Karena itu BI menyebut risiko perekonomian global tahun depan makin tinggi. Bukan hanya karena meningkatnya ketegangan geopolitik, tapi juga karena fragmentasi perdagangan tersebut.
Fragmentasi perdagangan itu juga akan membuat inflasi dunia kembali meningkat, karena harga barang-barangnya lebih tinggi.
Baca juga: Data BI Ini Menunjukkan Ekonomi Makin Lesu pada September 2024
Sebaliknya di AS, proses penurunan inflasi yang saat ini 2,7 persen akan berjalan lebih lambat sehingga penurunan bunga acuan bank sentral AS, The Fed, atau Fed Funds Rate (FFR), akan lebih terbatas.
Semula BI memperkirakan FFR akan turun 75-100 bps atau 3-4 kali tahun depan. Tapi, dengan Trump menjadi presiden, penurunannya diperkirakan hanya 50 bps atau 2 kali saja. “Desember mendatang The Fed diperkirakan hanya akan memangkas suku bunga 25 bps saja,” ujar Perry.
Di pihak lain kebutuhan pembiayaan defisit fiskal yang lebih besar dengan menerbitkan surat utang, akan mendorong kenaikan imbal hasil (yield) surat utang pemerintah AS, US Treasury.

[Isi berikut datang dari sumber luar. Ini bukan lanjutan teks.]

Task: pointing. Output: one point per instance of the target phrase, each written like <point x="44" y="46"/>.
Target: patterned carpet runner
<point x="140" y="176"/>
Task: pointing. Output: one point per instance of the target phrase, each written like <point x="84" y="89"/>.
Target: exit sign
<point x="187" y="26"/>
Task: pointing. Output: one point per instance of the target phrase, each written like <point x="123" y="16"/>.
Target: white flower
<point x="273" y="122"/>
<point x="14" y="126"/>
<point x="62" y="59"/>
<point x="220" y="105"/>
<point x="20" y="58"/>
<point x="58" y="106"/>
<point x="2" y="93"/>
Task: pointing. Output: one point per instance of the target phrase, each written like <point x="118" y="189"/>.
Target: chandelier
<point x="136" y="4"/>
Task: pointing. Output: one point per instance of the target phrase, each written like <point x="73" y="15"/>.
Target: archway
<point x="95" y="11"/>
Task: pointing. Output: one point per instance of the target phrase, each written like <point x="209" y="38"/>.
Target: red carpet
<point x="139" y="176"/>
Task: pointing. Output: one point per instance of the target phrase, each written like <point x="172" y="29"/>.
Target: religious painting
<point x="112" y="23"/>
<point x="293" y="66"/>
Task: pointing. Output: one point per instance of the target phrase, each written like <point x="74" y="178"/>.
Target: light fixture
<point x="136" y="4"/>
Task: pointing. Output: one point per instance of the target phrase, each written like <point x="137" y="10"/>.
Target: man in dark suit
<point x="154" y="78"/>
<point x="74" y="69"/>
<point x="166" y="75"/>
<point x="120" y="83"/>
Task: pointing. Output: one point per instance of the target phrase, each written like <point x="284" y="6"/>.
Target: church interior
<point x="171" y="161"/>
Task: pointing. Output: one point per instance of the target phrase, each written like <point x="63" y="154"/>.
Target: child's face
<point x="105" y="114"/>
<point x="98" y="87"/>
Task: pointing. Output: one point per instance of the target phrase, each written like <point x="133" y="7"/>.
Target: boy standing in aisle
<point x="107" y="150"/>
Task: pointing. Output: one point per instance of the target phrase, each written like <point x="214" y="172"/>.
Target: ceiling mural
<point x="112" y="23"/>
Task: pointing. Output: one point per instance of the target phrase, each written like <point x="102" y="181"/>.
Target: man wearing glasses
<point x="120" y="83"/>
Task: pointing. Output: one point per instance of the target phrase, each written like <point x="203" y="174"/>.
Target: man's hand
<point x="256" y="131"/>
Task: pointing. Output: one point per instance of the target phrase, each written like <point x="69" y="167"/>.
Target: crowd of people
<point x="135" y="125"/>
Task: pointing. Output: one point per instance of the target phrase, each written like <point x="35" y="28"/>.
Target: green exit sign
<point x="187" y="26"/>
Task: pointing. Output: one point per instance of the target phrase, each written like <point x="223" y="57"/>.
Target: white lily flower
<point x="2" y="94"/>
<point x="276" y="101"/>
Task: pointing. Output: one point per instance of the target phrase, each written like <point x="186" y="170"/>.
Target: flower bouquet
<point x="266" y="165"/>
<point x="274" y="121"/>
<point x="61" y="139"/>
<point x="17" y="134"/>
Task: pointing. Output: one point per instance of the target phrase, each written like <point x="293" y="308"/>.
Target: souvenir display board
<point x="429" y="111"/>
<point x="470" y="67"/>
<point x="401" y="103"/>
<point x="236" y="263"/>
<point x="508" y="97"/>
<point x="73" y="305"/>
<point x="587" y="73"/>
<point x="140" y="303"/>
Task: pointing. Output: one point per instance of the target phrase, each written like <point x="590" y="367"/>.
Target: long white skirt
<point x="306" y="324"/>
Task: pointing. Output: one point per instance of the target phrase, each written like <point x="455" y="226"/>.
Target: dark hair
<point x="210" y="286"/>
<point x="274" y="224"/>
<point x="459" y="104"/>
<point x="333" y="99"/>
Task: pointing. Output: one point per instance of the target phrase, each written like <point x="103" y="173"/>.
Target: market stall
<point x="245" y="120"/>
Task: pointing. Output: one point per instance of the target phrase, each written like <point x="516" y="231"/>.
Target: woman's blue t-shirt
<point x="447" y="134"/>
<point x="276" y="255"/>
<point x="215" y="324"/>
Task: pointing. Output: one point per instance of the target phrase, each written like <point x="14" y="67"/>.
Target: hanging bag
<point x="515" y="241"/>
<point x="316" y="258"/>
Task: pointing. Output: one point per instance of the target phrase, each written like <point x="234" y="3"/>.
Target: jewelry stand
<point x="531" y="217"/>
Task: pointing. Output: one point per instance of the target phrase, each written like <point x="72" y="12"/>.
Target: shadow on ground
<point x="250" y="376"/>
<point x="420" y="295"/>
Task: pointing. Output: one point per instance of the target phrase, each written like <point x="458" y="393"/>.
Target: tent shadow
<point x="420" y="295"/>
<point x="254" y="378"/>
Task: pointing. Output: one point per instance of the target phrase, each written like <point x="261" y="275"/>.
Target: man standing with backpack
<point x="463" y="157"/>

Akibatnya, dolar AS makin menguat secara luas, karena berbaliknya preferensi investor global dengan memindahkan portofolio investasinya kembali ke AS karena yield-nya yang lebih menarik.
“Semua itu mendorong pelemahan nilai tukar berbagai mata uang dunia termasuk rupiah (terhadap dolar AS) semakin tinggi, karena aliran keluar investasi portofolio asing tersebut,” jelas Perry.